Tetap menjadi Reno yang ku kenal, tetap menjadi sahabat ku dan tetap menjadi sandaran bagi tubuhku yang sedang lelah.

Pada 30 april 2020 ku kira di april ini hal baik akan datang padaku, ternyata tidak. Justru keadaan Mbah To lebih parah dati sebelumnya, tentu saja aku bahkan lebih hancur dari sebelumnya. Mbah To yang awalnya hanya mengalami hilang ingatan kini harus menanggung rasa sakit dari sebuah kelumpuhan, Mbah To hanya bisa tidur di atas ranjang tidurnya tanpa bisa kemanapun. Bahkan untuk berbicara pun sulit, saat ia ingin makan atau buang air besar pun ia hanya bisa memanggil nama sambil mengatakan kata makan dan kebelet dengan nada yang tidak terlalu jelas. Sungguh saat itu aku bingung bagaimana kami bisa melihat Mbah To dalam keadaan seperti ini. Mbahbuk yang berjualan gorengan menyembunyikan Mbah To dari orang-orang dengan mengatakan Mbah To diambil oleh saudaranya dan dibawah ke Solo, karna alasan Mbahbuk sedang berjualan makanan siap saji. Mbahbuk takut semua pembelinya kabur karna Mbahbuk harus bolak-balik mengganti pempes Mbah To, padahal Mbahbuk selalu mencuci tangan dengan sebersih bersihnya . Namun ketakutan itu terjadi karna kami takut tak mempunyai penghasilan untuk makan sehari-hari, kami harus bertahan dalam keadaan ini dengan hati yang sedang dalam fase kebingungan.

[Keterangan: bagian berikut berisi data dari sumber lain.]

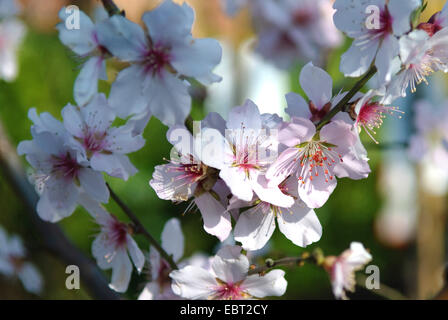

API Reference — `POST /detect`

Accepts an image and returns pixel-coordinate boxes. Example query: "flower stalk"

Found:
[317,66,377,130]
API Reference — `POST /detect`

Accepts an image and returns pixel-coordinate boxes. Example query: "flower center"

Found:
[402,50,443,93]
[165,155,209,201]
[227,126,271,177]
[83,132,106,153]
[297,141,343,185]
[53,152,81,179]
[144,45,171,75]
[370,7,393,37]
[357,7,393,49]
[356,101,404,144]
[215,279,245,300]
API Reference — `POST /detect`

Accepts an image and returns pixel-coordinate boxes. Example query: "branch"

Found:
[0,123,120,300]
[317,66,377,130]
[248,252,316,275]
[107,184,179,270]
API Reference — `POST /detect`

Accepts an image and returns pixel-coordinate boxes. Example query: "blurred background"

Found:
[0,0,448,299]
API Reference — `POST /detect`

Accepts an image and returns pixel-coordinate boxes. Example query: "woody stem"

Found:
[317,66,377,130]
[107,184,178,270]
[248,253,316,275]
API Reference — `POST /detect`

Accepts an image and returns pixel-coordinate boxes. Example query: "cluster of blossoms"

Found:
[0,227,43,294]
[334,0,448,103]
[223,0,342,69]
[14,0,448,299]
[0,0,26,81]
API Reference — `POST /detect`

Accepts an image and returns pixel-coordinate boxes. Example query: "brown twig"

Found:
[248,253,315,275]
[317,66,377,130]
[107,184,178,270]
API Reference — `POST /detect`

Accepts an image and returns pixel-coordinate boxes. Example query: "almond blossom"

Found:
[170,246,287,300]
[228,178,322,251]
[102,0,221,127]
[201,100,281,201]
[62,94,145,180]
[334,0,422,87]
[266,118,370,208]
[56,7,111,106]
[139,218,209,300]
[286,62,357,123]
[0,226,43,294]
[81,194,145,292]
[17,109,109,222]
[149,126,232,241]
[353,90,403,143]
[225,0,342,69]
[385,28,448,103]
[324,242,372,299]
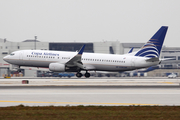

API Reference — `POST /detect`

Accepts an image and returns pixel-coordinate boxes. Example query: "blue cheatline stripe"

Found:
[135,26,168,58]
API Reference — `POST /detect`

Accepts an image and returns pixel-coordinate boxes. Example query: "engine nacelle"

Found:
[49,63,65,72]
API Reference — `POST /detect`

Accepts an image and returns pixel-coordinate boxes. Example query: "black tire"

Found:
[84,72,91,78]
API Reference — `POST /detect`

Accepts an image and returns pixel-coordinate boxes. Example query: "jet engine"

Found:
[49,63,65,72]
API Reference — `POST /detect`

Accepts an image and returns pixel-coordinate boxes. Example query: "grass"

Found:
[0,105,180,120]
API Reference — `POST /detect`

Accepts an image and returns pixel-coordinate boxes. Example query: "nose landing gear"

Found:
[76,72,82,78]
[76,71,91,78]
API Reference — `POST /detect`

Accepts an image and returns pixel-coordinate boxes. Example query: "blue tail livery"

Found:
[135,26,168,58]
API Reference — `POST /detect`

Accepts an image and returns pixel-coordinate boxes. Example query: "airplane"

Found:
[3,26,168,78]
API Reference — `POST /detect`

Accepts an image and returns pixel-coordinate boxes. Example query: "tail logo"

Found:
[135,39,159,57]
[135,26,168,58]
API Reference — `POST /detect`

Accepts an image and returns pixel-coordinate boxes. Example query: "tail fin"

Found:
[135,26,168,58]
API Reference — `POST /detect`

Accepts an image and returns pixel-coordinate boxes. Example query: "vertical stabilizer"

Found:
[135,26,168,58]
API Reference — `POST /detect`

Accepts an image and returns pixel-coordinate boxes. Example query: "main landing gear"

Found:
[76,71,91,78]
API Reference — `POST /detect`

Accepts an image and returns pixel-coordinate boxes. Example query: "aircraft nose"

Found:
[3,55,9,62]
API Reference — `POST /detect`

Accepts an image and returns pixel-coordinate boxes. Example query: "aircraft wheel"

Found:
[76,73,82,78]
[84,72,91,78]
[17,69,21,72]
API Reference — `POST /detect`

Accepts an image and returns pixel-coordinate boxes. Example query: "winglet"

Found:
[78,45,86,55]
[128,47,134,53]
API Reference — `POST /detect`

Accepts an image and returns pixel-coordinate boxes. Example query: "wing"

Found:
[65,45,85,69]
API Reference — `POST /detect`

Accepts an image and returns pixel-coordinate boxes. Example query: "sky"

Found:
[0,0,180,47]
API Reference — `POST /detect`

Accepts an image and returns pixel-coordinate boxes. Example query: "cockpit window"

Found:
[10,53,15,56]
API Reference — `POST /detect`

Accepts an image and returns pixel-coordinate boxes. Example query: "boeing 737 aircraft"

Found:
[3,26,168,78]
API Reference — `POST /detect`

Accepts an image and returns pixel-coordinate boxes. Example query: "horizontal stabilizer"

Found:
[146,57,159,62]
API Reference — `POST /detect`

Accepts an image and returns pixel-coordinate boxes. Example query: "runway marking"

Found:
[0,101,160,106]
[160,82,174,84]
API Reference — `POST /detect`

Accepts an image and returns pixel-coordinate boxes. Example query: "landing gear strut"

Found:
[84,71,91,78]
[76,72,82,78]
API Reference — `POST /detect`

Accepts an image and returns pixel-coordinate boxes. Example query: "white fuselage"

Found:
[3,50,159,71]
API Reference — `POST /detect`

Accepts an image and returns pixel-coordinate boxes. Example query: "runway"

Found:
[0,79,180,107]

Kasih sayang kami kepada Mbah To tidak berubah sedikit pun, bahkan aku rela belajar, tidur, bahkan makan sambil menemani Mbah To di kamar, Mbah To tak dapat lagi menulis surat. Ehtah kapan Mbah To menulis lagi, bahkan aku masih ingin membaca lanjutan dari surat yang ia tulis. Setidaknya jika ada surat baru yang ia tulis, ia menandakan bahwa dia baik-baik saja. Tapi waktu itu tak datang begitu saja.